Sodré discutiu as distintas definições de patrimônio e sua relação intrínseca com o conceito de cultura, além de valorizar a importância política que um curso específico de Patrimônio, como o oferecido pelo Instituto Multidisciplinar (IM/UFRRJ), possui para reescrever o conceito de patrimônio nacional no Brasil.

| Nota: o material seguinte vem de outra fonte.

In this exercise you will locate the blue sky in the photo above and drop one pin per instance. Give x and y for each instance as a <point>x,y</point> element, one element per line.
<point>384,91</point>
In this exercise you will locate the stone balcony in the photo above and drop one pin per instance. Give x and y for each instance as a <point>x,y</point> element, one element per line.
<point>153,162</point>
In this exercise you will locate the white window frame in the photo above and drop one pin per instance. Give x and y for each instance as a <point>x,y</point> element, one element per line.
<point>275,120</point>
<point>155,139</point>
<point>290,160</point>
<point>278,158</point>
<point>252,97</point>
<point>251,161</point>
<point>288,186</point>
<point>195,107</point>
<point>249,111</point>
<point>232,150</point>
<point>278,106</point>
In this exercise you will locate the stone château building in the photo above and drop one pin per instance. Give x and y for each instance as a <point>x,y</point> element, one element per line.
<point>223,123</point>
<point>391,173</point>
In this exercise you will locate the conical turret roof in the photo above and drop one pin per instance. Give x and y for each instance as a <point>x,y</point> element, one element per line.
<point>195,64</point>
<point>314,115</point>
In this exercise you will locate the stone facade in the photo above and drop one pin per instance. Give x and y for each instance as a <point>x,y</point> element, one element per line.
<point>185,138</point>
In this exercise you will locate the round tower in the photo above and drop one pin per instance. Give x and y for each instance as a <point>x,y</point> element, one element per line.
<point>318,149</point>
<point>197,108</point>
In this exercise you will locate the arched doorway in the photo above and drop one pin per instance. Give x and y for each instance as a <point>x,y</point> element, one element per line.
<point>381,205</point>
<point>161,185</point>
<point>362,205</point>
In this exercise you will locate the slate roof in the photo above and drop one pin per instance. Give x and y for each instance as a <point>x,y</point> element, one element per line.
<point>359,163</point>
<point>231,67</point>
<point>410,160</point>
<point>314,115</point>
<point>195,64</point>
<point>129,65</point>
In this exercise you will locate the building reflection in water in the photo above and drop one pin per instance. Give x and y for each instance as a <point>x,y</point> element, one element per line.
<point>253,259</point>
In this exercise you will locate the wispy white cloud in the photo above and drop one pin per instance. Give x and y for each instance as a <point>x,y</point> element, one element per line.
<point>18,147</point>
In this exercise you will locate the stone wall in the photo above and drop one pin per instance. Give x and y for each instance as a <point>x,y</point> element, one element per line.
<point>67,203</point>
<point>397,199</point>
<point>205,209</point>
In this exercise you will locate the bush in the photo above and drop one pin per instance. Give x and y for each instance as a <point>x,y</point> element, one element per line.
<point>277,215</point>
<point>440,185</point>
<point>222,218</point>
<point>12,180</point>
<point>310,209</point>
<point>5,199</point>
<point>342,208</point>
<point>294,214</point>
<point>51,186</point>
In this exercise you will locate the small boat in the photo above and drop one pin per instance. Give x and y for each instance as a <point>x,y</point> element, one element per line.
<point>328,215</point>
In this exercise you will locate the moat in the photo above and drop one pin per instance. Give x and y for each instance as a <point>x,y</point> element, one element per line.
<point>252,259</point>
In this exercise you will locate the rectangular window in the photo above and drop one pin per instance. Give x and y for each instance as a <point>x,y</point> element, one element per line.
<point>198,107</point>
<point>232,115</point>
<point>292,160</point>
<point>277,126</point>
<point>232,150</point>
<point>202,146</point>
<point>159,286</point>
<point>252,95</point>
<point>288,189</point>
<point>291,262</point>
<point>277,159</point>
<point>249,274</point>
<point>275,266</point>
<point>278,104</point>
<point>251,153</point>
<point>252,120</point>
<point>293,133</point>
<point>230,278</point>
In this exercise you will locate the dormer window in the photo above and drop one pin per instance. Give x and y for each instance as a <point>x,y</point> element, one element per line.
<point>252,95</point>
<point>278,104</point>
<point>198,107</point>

“A forma hegemônica do estado brasileiro é a forma do patrimonialismo português. Mas patrimônio é uma categoria reversível. Temos que estudar as formas populares de patrimônio que estão nos cultos, nas festas, nas apropriações que as populações pobres fazem de seu território. Temos, portanto, que opor a patrimonialização dominante ao patrimonialismo dos povos”, ressaltou.
Cotas nas universidades
Em sua exposição, Muniz Sodré também debateu racismo e discutiu sobre o lugar que os negros e os índios ocupam na trama das relações sociais brasileiras, além de reiterar a importância de ações afirmativas nas universidades. “A única maneira de lidar com o racismo e com a rejeição racial é a aproximação. Relação racial é um anacronismo a ser superado. Eu sempre fui defensor de cotas. É um princípio vital. Ele é imperativo porque força a aproximação. Os espaços colonizados pela cor branca são hoje destituídos pela colorização”, afirmou.
Para Sodré, a essência da razão patrimonialista no Brasil é político-cultural, e não econômica. “O que o patrimonialista quer é manter aquele grupo específico, manter a familiaridade desse grupo. É por isso que nada feriu mais e fere as classes dirigentes brasileiras do que as cotas. Porque a cota é uma pequena mexida nessa relação, uma mexida que não dá dinheiro na verdade para ninguém, dá algumas oportunidades educacionais, mas isso deixou as elites brasileiras loucas. Indignadas e loucas”, completou.
Sodré: “Marielle era ameaça concreta ao poder”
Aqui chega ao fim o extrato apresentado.